When I first popped on the Potter disc, I was horrified at how soft everything looked. Had something gone wrong? No, it hadn’t. The Potter set includes both Bluray and DVD versions of the film, and in the darkness I had accidentally pulled out the DVD. Yes, it was watchable, but don’t let anyone tell you that Blu-ray is only a small improvement over DVD. It’s huge—particularly when you view it on a great projector and a really big screen.

One downside to a fixed (as compared to a movable) anamorphic lens is that for a standard-aspect source (1.85:1 and smaller), the processing must perform a horizontal squeeze (to compensate for the lens’ opposite effect). To do this, you must set the projector’s aspect to 4:3 and turn off the V-Stretch control. But the squeeze that the 4:3 setting produces eliminates 25 percent of the horizontal resolution. For example, for a 1920-by-1080 source, the effective resolution on the screen becomes 1440 by 1080.

When I took a careful look at familiar standard-aspect, high-definition program material with the anamorphic lens in place, it suggested a softening of very fine detail from this reduction in resolution. Most viewers will never notice it. Avatar was jaw-dropping in a 2.35:1 aspect playback. (This did require cropping the top and bottom of the picture, but many theaters ran it that way.) It had perhaps a little less magic (picture quality wise) in 1.85:1, the disc’s native aspect ratio. How much of that was due to the smaller, narrower image and how much to the loss of resolution is hard to say. It still looked very good. Nevertheless, a movable anamorphic lens (instead of a fixed one) will get the best out of less than the widest sources. The compromise was small, but if you’re a serious videophile, you’ll want to check out a fixed-lens setup before you decide whether to go the fixed or movable route.

Conclusions
The StarLight1 commands a premium above the $5,500 price of the equivalent JVC projector. This can’t be ignored. DreamVision’s $650 lamp replacement cost also seems rather steep. But only you can decide if the StarLight1’s upscale aesthetics—and the potential for more personalized setup, service, and integration that DreamVision’s dealer network aims to provide—justifies the added cost.

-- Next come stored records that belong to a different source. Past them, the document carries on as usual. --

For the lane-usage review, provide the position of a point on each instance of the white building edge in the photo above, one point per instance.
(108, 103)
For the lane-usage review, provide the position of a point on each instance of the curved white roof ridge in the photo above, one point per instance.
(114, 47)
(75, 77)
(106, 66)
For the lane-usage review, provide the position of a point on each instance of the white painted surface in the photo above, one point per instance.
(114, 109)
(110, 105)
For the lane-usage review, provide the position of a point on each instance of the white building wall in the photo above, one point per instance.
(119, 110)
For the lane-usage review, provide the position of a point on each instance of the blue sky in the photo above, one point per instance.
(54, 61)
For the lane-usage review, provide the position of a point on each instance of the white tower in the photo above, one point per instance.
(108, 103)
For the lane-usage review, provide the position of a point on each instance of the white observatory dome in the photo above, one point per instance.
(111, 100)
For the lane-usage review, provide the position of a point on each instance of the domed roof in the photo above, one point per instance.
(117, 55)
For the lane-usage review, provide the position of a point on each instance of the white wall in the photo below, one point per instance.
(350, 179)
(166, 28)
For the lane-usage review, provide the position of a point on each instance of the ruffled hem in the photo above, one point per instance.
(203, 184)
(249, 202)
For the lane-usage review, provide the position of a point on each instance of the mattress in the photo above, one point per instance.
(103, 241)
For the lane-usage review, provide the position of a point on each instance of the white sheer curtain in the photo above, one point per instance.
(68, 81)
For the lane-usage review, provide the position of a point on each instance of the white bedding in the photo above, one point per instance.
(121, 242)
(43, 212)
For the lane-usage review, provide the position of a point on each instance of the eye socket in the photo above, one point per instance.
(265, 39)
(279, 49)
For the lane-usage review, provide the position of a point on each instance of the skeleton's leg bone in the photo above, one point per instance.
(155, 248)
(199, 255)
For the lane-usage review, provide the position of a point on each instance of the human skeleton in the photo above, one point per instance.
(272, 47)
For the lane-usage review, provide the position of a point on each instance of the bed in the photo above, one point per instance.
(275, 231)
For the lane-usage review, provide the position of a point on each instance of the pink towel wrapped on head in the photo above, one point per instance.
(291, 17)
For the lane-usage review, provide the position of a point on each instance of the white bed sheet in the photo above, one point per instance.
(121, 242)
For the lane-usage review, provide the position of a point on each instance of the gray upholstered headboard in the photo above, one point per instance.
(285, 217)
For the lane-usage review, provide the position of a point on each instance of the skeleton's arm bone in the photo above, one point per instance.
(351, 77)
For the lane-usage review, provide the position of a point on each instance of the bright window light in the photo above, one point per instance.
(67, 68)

I began this review just days after I’d spent time with the Digital Projection TITAN, an $85,000, pro-oriented, 3D-capable three-chip DLP projector. Was the pricey DLP better? In many ways, yes, although its blacks were definitely inferior. Apart from the DLP’s incredible 3D performance, did I feel deprived as I moved on to the 2D StarLight1, either with or without the Schneider lens? Not at all. I experienced no withdrawal pains whatsoever. In fact, I never looked back.